Q2. Mr. Rafiq owes Mr. Ahmed Rs. 7000 to be due in 5 years and Rs. 15,000 to be due in 7 years. How much should Mr. Rafiq pay at the end of 6 years which may be acceptable to Mr. Ahmed if money is worth 8% compounded semi-annually?
Q3. Mr. Ghani wants to deposit his savings of Rs. 50,000 in a bank which offers 8% interest compounded semi-annually to withdraw Rs. 2,500 at the end of each six months from the date of deposit. How many withdrawals will he or his heir (in case of his death) be able to make before the entire amount is exhausted?
Q4. Lucky cement Co. is trying to establish its optimal capital structure. Its current capital structure consists of 30% debt and 70% equity; however, the CEO believes that the firm should use more debt.
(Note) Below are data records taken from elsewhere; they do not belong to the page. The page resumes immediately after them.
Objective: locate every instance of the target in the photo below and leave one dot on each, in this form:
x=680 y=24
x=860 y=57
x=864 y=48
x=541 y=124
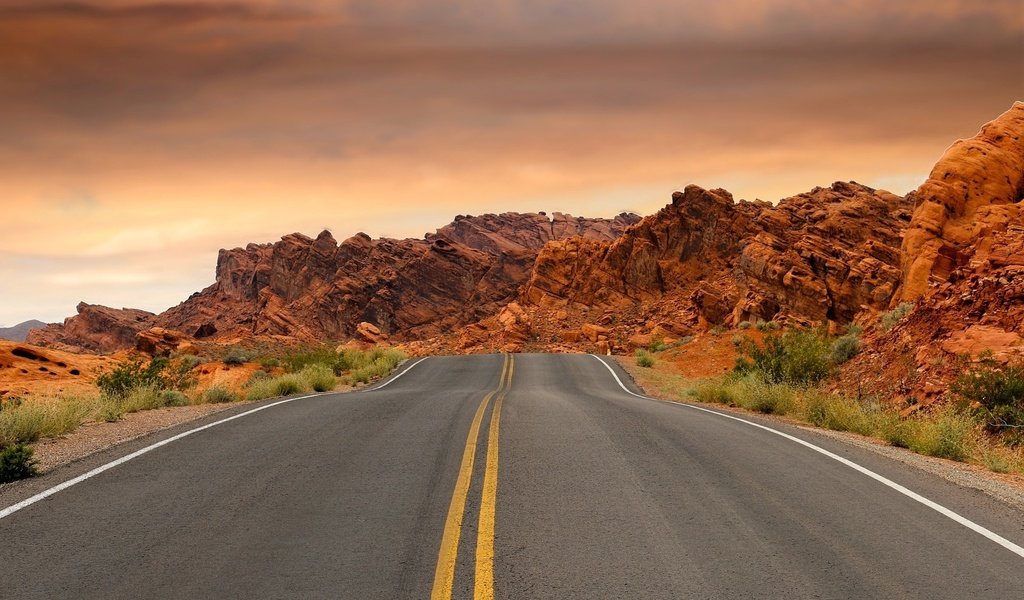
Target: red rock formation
x=95 y=329
x=963 y=260
x=972 y=194
x=158 y=341
x=827 y=255
x=317 y=289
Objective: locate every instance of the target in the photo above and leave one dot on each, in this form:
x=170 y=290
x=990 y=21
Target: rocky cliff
x=828 y=256
x=963 y=265
x=94 y=329
x=971 y=198
x=316 y=289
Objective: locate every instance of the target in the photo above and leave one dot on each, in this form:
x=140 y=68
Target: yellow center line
x=444 y=571
x=484 y=575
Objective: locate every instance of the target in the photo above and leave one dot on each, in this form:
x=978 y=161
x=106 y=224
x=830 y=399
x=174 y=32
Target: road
x=508 y=476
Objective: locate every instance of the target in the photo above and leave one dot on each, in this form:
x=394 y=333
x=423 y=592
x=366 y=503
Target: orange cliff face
x=830 y=255
x=308 y=289
x=971 y=199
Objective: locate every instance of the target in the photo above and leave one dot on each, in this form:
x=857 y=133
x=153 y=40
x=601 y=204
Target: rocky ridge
x=963 y=265
x=827 y=256
x=309 y=289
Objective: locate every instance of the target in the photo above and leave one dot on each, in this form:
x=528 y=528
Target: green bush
x=258 y=390
x=218 y=395
x=130 y=375
x=770 y=398
x=837 y=413
x=799 y=357
x=173 y=397
x=891 y=318
x=845 y=347
x=644 y=358
x=237 y=356
x=32 y=420
x=896 y=430
x=998 y=394
x=326 y=355
x=320 y=377
x=288 y=384
x=15 y=463
x=948 y=433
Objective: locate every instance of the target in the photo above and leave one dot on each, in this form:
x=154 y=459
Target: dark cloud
x=164 y=13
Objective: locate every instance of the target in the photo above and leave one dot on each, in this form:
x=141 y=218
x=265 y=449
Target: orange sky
x=137 y=138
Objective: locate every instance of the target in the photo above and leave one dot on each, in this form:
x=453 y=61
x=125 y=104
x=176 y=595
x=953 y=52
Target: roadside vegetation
x=136 y=385
x=785 y=374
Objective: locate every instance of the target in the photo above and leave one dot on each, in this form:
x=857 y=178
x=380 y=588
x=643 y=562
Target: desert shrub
x=896 y=430
x=320 y=377
x=237 y=355
x=257 y=377
x=757 y=394
x=837 y=413
x=337 y=361
x=32 y=420
x=657 y=345
x=15 y=463
x=997 y=393
x=889 y=319
x=131 y=374
x=258 y=390
x=288 y=384
x=173 y=397
x=845 y=347
x=714 y=391
x=948 y=433
x=798 y=357
x=142 y=397
x=644 y=358
x=218 y=395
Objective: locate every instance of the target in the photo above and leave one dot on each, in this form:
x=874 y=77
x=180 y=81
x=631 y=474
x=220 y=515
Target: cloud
x=154 y=13
x=181 y=127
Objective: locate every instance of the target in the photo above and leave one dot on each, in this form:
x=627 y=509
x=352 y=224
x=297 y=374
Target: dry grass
x=945 y=432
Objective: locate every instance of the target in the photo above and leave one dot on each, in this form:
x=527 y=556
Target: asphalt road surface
x=508 y=476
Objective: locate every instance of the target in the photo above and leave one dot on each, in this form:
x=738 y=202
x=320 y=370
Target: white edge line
x=882 y=479
x=390 y=381
x=74 y=481
x=107 y=467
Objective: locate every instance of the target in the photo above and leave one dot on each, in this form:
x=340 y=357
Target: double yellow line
x=483 y=588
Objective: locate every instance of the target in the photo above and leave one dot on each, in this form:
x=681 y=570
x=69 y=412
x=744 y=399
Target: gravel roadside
x=1008 y=488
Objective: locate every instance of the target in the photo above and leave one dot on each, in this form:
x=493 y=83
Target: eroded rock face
x=963 y=266
x=317 y=289
x=972 y=194
x=827 y=255
x=94 y=329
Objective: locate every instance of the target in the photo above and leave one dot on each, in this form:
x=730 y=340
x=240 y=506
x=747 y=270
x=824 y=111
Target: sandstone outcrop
x=158 y=341
x=972 y=195
x=94 y=329
x=28 y=371
x=316 y=289
x=829 y=255
x=963 y=266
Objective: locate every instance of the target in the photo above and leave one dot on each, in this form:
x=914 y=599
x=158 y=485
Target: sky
x=137 y=138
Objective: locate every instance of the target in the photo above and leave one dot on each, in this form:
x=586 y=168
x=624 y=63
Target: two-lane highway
x=521 y=476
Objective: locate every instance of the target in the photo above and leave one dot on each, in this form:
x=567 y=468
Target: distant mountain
x=17 y=333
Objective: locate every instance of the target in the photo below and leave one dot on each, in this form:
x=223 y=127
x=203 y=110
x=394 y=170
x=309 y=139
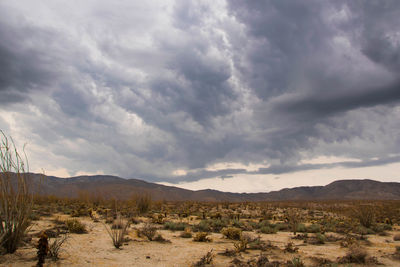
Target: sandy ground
x=95 y=249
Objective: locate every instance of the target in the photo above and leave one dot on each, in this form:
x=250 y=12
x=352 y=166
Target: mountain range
x=115 y=187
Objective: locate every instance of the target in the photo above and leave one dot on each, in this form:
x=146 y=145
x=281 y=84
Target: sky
x=240 y=96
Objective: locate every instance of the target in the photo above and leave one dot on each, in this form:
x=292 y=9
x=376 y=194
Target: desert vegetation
x=291 y=233
x=95 y=230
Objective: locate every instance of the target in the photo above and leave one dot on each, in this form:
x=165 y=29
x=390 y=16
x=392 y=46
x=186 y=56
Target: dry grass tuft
x=118 y=231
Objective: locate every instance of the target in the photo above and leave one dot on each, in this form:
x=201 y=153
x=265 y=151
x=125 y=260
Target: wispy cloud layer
x=161 y=90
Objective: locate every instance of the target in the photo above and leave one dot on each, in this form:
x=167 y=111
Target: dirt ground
x=95 y=248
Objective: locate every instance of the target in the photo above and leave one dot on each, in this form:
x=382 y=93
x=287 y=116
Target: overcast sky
x=240 y=96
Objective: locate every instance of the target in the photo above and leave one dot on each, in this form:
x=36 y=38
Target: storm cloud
x=165 y=90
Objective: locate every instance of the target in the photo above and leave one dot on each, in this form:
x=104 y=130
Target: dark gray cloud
x=143 y=90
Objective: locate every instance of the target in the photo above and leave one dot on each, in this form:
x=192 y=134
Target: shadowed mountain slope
x=116 y=187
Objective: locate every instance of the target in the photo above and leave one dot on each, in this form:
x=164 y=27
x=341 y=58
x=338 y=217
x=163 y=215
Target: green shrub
x=16 y=201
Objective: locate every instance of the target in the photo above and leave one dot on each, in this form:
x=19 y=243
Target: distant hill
x=116 y=187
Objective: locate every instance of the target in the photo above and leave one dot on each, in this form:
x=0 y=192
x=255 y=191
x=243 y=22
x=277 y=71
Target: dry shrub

The risk-free rate, Rf, is 5%; the market risk premium, RPM, is 6%; and the firms tax rate is 40%. Currently, Luckys cost of equity is 14%, which is determined by the CAPM.
- What would be Luckys estimated cost of equity if it changed its capital structure to 40% debt and 60% equity?
- What would be Luckys estimated cost of equity if it changed its capital structure to 50% debt and 50% equity?
- Based on cost of equity estimations, should the firm change its capital structure? if yes, which point is optimal if the target is to minimize the cost of equity of the firm?
Q5. Assume you are a portfolio manager at JS Global Capital Ltd. Recently you came across three attractive stocks and want to create a portfolio investment in these three stocks. The details of the stocks are given below:
Company name | Volatility (Standard deviation) | Weight in Portfolio | Correlation with the market portfolio |
Engro Ltd | 10% | 0.30 | 0.5 |
FFC Ltd | 20% | 0.40 | 1.5 |
Fatima Fertilizer Ltd | 15% | 0.30 | 1.0 |
The expected return on the market portfolio is 8% and its volatility is 10%. The risk-free rate based on central banks discount rate is 3%.
a. Calculate each of the stocks expected return and risk (beta) as compared to the market.
b. What should be the expected return of the portfolio based on values calculated in above part a. c. Calculate the beta of the portfolio? what does it tells regarding the riskiness of the portfolio?
d. Using the values from part c, can you calculate the expected return of the portfolio? Is it similar to your answer in part b? Why or why not?